Dual signal amplification coupling dual inhibition effect for fabricating photoelectrochemical chlorpyrifos biosensor

Abstract

Photoelectrochemical (PEC) detection is an attractive analytical tool as it allows for an elegant and sensitive assay. However, designing a novel detection strategy to achieve an excellent PEC analytical performance is still highly challenging. Herein we design a novel photoelectrochemical (PEC) chlorpyrifos biosensor based on dual signal amplification strategy coupling dual inhibition effect. Dual signal amplification strategy was achieved by coupling the graphene quantum dots sensitized CuFe2O4 magnetic nanocrystal clusters (GQDs–CuFe2O4 MNCs) with the amplification of enzymolysis products. In this biosensing architecture, the GQDs–CuFe2O4 MNCs prepared by electrostatic adsorption showed nearly 4-fold and 30-fold enhancement photocurrent compared with the pure CuFe2O4 MNCs and GQDs, respectively. And the contact angle measurement demonstrated that the GQDs–CuFe2O4 MNCs exhibited good biocompatibility. Based on all these above advantages, the GQDs–CuFe2O4 MNCs were immobilized on the magnetic electrode surface by a fast and simple magnetism-assisted assembly, and the acetylcholinesterase (AChE) was further coated on the surface of the as-prepared multifunctional electrode. Due to thiocholine (enzymolysis products) acts as a sacrificial electron donor to scavenge the holes, compared with the GQDs–CuFe2O4 MNCs modified electrode in the acetylthiocholine chloride solution, the photocurrent of the resulting AChE-based biosensor was further significantly enhanced.
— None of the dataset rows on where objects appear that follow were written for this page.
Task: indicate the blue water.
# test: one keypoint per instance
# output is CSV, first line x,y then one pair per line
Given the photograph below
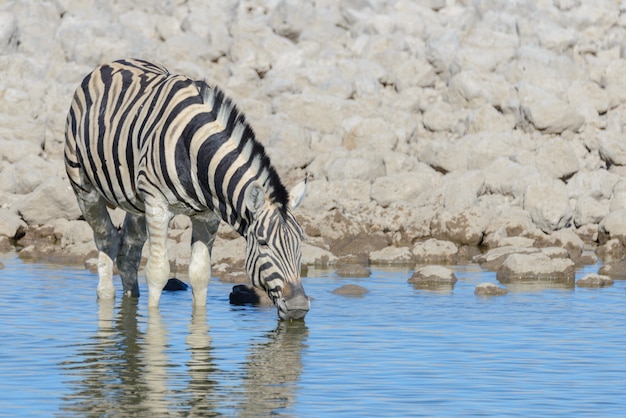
x,y
396,351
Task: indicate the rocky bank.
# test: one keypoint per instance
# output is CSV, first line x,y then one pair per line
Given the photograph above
x,y
432,128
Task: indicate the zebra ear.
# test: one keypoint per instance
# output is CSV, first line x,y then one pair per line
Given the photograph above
x,y
254,197
296,195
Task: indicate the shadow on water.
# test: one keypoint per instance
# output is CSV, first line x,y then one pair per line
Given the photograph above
x,y
124,371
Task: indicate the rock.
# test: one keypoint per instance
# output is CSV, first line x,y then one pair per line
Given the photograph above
x,y
433,277
548,113
613,227
509,178
494,258
465,227
351,290
537,266
489,289
594,280
56,196
461,190
248,295
175,285
392,256
5,245
556,158
548,205
403,187
611,250
567,239
613,149
353,270
615,269
590,211
11,225
435,251
316,256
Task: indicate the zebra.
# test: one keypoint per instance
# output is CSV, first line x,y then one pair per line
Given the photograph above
x,y
156,144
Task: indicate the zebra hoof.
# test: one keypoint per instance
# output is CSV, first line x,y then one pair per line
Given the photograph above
x,y
174,285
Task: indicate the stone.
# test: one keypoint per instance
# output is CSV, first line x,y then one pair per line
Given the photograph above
x,y
589,210
465,227
433,278
612,149
175,285
316,256
494,258
548,113
403,187
614,269
613,227
547,203
248,295
392,256
535,267
353,290
435,251
594,280
11,225
611,250
56,196
489,289
353,270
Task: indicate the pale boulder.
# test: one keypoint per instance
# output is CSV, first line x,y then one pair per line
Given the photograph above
x,y
613,226
538,266
392,256
547,203
435,251
404,187
53,199
11,224
546,112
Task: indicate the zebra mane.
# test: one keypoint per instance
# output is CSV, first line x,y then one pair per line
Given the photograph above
x,y
236,125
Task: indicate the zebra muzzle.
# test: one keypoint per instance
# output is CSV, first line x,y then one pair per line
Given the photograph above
x,y
294,307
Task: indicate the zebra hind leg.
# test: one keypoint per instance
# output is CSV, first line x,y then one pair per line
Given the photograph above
x,y
106,236
129,255
158,217
205,227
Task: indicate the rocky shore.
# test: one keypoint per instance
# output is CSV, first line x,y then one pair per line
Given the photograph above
x,y
436,131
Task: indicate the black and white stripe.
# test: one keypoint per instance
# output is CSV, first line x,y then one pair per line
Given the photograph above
x,y
157,144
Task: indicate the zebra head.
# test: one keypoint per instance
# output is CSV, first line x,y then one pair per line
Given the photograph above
x,y
274,251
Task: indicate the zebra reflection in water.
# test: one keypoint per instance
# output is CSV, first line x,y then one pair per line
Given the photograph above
x,y
157,144
131,367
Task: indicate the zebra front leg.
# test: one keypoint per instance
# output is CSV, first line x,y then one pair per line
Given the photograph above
x,y
158,267
129,255
106,237
204,228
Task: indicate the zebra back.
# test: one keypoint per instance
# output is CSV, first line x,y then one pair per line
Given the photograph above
x,y
134,129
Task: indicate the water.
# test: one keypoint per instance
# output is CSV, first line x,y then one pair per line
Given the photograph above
x,y
396,351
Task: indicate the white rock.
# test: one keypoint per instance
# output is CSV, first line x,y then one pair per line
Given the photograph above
x,y
613,225
392,256
434,250
403,187
590,211
547,203
10,223
546,112
53,199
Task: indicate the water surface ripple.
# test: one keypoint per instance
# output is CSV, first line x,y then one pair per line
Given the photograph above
x,y
397,351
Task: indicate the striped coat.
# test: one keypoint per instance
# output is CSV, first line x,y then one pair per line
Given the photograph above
x,y
156,144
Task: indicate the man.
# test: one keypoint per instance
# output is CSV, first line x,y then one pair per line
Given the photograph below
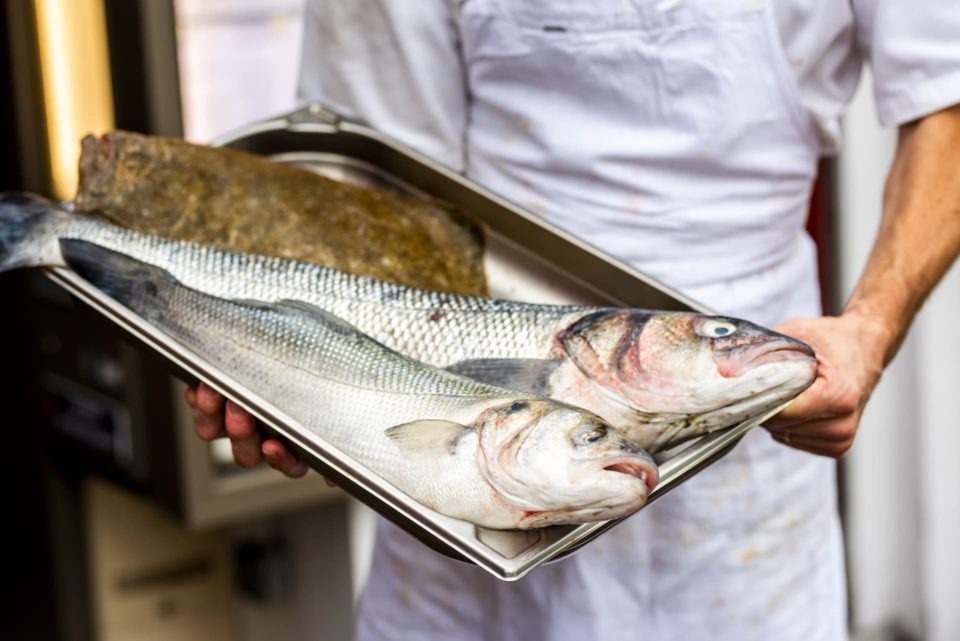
x,y
681,136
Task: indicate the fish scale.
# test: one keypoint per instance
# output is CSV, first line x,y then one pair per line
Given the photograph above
x,y
417,427
655,375
436,328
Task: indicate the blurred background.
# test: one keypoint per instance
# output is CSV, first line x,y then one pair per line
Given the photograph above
x,y
123,525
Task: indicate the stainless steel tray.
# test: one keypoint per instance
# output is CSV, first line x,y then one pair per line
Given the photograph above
x,y
527,259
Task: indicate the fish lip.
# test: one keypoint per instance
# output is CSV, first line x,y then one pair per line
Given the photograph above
x,y
637,469
781,349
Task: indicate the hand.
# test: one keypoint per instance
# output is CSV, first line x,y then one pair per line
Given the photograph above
x,y
216,417
850,354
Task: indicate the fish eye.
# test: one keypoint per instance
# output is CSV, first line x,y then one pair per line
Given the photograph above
x,y
593,435
716,329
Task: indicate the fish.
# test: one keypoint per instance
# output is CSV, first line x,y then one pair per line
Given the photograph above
x,y
662,377
471,451
242,202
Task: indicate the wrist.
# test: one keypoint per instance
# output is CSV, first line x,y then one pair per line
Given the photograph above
x,y
877,336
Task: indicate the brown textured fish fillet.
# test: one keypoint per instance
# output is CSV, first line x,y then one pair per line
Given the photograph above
x,y
242,202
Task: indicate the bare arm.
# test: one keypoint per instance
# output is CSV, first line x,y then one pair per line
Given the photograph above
x,y
919,239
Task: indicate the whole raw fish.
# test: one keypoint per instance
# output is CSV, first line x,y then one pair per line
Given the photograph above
x,y
490,456
662,377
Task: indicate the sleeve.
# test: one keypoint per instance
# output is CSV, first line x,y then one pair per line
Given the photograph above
x,y
914,51
393,64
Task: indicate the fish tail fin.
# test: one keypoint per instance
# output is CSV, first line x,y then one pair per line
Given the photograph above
x,y
29,227
121,277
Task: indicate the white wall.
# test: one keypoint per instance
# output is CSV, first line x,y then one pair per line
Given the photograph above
x,y
902,482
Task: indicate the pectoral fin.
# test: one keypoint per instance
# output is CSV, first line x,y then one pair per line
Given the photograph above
x,y
522,374
428,436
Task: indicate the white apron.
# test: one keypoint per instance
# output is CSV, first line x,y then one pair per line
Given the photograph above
x,y
668,133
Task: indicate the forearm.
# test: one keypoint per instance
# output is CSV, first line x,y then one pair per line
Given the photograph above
x,y
919,235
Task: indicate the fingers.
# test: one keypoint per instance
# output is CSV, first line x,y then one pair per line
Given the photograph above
x,y
216,417
280,458
813,445
827,437
208,412
242,430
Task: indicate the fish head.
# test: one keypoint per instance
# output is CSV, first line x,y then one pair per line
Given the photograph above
x,y
558,463
686,364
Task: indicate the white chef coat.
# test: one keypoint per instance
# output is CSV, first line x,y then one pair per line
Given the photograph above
x,y
681,136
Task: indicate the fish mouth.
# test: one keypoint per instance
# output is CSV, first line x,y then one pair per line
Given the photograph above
x,y
642,472
787,349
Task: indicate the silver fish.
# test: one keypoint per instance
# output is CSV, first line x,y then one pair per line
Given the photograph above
x,y
466,449
661,377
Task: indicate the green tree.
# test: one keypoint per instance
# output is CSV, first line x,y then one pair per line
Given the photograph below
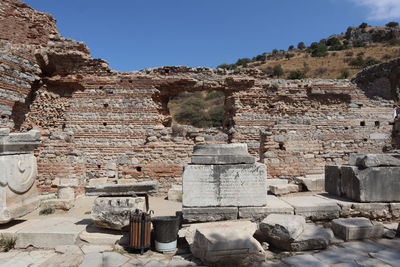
x,y
344,74
319,51
301,45
216,115
358,43
392,24
294,75
226,66
277,71
243,61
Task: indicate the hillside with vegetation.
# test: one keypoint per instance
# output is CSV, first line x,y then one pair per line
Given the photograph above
x,y
200,109
338,56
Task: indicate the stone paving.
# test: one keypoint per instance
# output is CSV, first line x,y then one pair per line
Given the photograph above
x,y
94,247
381,252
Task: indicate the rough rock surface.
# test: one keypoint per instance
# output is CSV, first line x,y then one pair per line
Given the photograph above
x,y
114,212
225,243
53,83
356,228
377,160
374,184
281,227
291,233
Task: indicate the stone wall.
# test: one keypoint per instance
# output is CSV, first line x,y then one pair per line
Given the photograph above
x,y
97,123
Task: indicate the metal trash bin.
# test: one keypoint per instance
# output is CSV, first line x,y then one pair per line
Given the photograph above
x,y
139,231
165,232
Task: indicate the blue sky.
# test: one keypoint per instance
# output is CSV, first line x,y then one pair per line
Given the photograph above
x,y
138,34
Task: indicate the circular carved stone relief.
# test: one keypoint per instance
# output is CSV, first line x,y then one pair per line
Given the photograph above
x,y
22,172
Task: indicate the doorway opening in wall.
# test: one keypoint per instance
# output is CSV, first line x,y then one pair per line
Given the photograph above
x,y
201,109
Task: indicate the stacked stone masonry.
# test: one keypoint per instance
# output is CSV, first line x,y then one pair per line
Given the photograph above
x,y
99,123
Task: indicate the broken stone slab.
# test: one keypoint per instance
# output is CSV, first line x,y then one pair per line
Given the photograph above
x,y
376,184
220,149
313,207
395,210
66,192
274,206
224,185
100,236
271,181
313,182
58,204
337,256
374,160
283,189
145,187
282,227
226,243
175,193
356,228
222,159
371,210
114,212
210,214
205,154
49,233
333,183
313,237
304,260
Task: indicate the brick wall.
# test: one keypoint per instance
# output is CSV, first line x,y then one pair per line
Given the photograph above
x,y
99,123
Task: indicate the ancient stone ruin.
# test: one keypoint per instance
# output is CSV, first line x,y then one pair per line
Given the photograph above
x,y
220,180
367,178
95,143
18,174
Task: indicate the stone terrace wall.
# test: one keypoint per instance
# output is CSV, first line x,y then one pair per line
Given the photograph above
x,y
117,127
97,123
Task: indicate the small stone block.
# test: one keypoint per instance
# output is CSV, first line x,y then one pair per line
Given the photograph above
x,y
304,260
356,228
222,159
145,187
313,208
209,214
282,189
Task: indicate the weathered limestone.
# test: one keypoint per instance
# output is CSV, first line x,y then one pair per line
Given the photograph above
x,y
175,193
283,228
18,193
290,232
226,183
114,212
145,187
225,243
221,154
313,182
304,260
274,206
313,208
356,228
209,214
375,178
49,233
374,160
283,189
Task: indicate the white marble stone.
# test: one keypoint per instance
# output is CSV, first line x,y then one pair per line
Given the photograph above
x,y
224,185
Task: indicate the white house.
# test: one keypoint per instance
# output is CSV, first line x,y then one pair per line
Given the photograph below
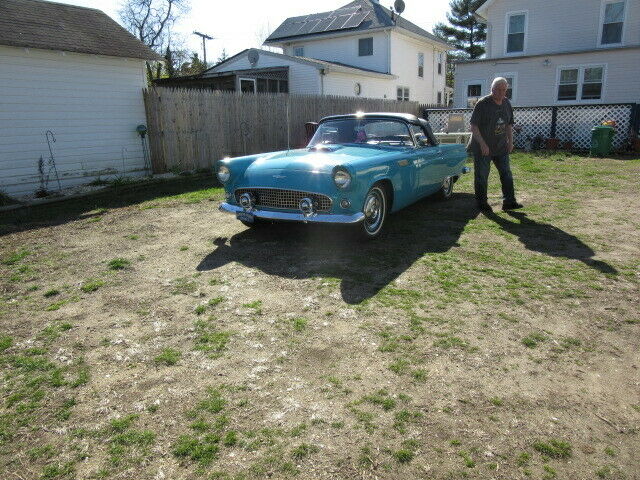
x,y
360,49
557,52
75,73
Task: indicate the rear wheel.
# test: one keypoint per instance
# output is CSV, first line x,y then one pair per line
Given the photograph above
x,y
375,213
446,190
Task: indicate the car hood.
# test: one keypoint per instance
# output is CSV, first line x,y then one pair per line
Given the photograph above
x,y
315,161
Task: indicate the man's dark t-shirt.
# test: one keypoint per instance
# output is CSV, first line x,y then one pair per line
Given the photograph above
x,y
492,120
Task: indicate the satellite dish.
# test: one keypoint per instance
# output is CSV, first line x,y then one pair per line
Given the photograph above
x,y
254,55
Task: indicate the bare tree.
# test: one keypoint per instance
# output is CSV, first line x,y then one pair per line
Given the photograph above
x,y
151,21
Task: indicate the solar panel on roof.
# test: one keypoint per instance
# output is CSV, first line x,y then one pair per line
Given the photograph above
x,y
308,27
355,20
340,21
322,25
345,11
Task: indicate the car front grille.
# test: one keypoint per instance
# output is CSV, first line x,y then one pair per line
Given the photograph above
x,y
286,199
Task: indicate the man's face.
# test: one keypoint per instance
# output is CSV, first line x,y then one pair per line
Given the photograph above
x,y
499,91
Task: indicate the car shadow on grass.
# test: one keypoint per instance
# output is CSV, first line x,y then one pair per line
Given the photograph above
x,y
550,240
327,252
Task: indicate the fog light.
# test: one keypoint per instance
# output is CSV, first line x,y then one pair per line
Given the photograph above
x,y
306,206
247,201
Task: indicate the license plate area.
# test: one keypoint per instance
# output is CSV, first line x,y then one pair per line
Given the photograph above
x,y
245,217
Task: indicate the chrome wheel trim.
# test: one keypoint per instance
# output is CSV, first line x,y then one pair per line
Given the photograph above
x,y
374,210
447,186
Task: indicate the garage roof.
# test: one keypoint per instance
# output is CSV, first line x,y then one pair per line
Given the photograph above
x,y
55,26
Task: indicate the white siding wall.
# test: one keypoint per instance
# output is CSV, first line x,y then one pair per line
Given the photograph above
x,y
91,103
345,50
557,25
404,64
536,84
303,79
344,83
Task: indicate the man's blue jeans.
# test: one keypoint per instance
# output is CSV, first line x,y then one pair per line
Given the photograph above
x,y
482,165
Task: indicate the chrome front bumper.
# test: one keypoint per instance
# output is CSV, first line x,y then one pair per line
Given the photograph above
x,y
294,217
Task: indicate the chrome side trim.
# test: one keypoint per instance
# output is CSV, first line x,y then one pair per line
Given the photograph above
x,y
294,217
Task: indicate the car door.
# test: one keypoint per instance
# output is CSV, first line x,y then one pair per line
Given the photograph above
x,y
427,160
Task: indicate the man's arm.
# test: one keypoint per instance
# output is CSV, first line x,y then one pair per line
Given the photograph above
x,y
484,148
509,138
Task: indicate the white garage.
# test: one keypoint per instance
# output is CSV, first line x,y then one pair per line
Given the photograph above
x,y
71,82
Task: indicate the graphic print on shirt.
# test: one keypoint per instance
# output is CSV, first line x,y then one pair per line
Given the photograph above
x,y
501,126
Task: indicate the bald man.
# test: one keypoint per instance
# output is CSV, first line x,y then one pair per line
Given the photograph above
x,y
492,140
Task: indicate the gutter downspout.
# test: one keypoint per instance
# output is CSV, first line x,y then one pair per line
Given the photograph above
x,y
433,75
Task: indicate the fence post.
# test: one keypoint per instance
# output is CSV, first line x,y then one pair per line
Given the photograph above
x,y
634,121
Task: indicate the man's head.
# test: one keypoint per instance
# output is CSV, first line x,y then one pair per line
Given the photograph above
x,y
499,88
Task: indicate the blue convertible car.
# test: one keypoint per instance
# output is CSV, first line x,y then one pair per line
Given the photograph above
x,y
356,169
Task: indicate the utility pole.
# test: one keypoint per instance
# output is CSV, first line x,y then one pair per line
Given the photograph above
x,y
204,46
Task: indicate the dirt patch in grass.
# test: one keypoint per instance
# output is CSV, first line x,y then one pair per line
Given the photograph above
x,y
456,346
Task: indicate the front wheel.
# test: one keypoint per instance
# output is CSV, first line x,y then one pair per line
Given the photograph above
x,y
446,190
375,213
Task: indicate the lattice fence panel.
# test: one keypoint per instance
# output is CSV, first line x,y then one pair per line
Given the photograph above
x,y
535,121
574,123
439,119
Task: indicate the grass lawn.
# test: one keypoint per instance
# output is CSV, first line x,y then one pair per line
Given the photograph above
x,y
146,335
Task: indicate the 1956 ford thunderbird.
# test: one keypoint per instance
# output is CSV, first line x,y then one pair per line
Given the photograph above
x,y
356,169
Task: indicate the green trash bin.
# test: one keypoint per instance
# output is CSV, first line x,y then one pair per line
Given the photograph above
x,y
602,140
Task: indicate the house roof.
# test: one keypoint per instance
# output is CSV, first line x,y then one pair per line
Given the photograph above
x,y
319,64
375,16
56,26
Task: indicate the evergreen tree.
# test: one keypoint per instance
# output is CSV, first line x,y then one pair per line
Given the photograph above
x,y
464,32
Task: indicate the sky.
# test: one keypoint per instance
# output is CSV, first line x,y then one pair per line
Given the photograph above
x,y
239,25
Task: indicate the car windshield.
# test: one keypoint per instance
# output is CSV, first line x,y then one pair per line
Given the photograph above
x,y
370,131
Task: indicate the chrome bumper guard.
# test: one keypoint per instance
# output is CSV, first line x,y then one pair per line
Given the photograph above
x,y
294,217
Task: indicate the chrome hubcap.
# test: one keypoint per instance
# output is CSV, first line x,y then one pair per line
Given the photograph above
x,y
447,185
373,210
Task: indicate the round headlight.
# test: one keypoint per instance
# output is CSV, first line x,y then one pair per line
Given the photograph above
x,y
223,173
341,178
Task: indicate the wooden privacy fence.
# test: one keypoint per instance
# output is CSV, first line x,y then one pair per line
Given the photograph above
x,y
191,129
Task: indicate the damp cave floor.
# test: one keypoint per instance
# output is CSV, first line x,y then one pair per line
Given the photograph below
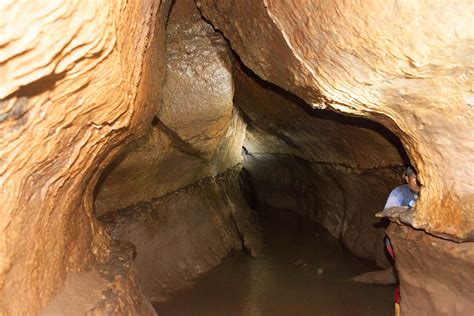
x,y
303,271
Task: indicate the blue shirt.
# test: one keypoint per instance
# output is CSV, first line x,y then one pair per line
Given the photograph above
x,y
401,196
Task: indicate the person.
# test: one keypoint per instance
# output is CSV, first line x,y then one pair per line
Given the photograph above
x,y
402,197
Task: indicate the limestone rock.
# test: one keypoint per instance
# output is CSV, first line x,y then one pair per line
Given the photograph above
x,y
196,131
71,93
435,274
187,232
393,62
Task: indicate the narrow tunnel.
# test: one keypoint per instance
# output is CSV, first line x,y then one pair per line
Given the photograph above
x,y
227,152
211,157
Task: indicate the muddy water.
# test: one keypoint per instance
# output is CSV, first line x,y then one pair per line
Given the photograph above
x,y
304,271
Based on the dual inhibition of AChE activity by chlorpyrifos and the formation of Cu-chlorpyrifos complex hindered the electron transfer of CuFe2O4 MNCs toward the electrode surface, the proposed AChE-based biosensor can be applied to the quantification of chlorpyrifos with a linear range from 0.001μgmL−1 to 1μgmL−1 and a detection limit of 0.3ngmL−1 (S/N=3). This novel dual signal amplification strategy opens up a new avenue for achieving high sensitivity in the field of PEC biosensing.